Correos will start using electric vans and bicycles for postal deliveries. For the start up of these pilot projects, the postal company approved at the end of 2007 the purchase of the first commercial vehicles (five) and bicycles (nine) adapted for carrying small loads, which will make the postal carriers’ jobs easier in the pedestrian-only areas, where they are currently required to deliver large volumes of post on foot, manually.

This initiative is in addition to others promoted by Correos to stay ahead of the anti-pollution guidelines and regulations adopted by the European Union. In fact, the Spanish public operator, which has also ratified its commitment as a socially responsible company, already purchased 28 “Euro-4” lorries in 2006, ahead of the EU mandate.

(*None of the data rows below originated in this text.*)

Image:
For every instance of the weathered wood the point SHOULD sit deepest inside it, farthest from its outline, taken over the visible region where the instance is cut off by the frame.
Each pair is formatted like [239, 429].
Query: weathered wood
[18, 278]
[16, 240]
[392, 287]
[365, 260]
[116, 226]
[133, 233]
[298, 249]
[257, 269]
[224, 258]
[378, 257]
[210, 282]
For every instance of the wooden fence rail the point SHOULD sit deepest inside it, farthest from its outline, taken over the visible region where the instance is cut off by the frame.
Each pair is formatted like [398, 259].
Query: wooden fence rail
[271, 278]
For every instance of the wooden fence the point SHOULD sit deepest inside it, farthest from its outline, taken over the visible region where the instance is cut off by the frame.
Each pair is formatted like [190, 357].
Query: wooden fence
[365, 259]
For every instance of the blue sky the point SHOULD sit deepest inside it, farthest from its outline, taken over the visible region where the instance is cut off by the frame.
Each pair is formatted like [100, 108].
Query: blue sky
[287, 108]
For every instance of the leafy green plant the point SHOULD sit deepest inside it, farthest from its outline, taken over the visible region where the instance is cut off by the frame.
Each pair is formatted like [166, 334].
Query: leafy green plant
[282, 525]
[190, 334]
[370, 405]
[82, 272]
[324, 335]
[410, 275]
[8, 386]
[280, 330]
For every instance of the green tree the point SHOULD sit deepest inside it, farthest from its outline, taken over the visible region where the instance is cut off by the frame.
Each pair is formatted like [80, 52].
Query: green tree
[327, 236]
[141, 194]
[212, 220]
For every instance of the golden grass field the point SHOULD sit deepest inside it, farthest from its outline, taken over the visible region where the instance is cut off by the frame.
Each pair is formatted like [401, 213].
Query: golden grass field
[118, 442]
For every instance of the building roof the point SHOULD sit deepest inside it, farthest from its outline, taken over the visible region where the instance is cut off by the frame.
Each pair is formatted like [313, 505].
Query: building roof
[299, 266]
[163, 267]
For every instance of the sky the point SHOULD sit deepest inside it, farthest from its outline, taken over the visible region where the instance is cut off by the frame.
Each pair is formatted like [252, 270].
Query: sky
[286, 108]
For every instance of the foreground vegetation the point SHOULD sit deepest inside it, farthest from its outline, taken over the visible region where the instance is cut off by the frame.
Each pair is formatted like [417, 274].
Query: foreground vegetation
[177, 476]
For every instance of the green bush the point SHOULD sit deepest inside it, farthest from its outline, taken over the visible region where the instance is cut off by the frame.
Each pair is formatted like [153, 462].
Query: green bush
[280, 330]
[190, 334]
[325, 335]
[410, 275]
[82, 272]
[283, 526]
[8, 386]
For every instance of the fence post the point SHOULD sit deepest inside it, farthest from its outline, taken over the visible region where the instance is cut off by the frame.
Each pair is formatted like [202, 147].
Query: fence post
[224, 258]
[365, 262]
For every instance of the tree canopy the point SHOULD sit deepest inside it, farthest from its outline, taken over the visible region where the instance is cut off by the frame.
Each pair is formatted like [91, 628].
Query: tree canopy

These types of vehicles are more expensive than conventional vehicles, but their useful life is longer and they are less expensive to use and maintain. This advantage is added to the environmental benefits, since they don’t use oil-based fuel, the contaminating effects are drastically reduced. Furthermore, they do not generate any noise.

With the addition of ecological vans and bicycles to Correo’s fleet, which comprises over 13,000 vehicles including lorries, vans and motorbikes, and in which it has invested an average of EUR 14 million in the last three years, the public postal operator strengthens its contribution to environmental protection.

The van model chosen has a useful load capacity of over 400 kg and its side doors and rear door are very practical to handle, even with the bulkiest parcels.

Once these vehicles and bicycles have been tested and adapted for mail deliveries in the respective pilot projects, Correos will gradually add more ecological units.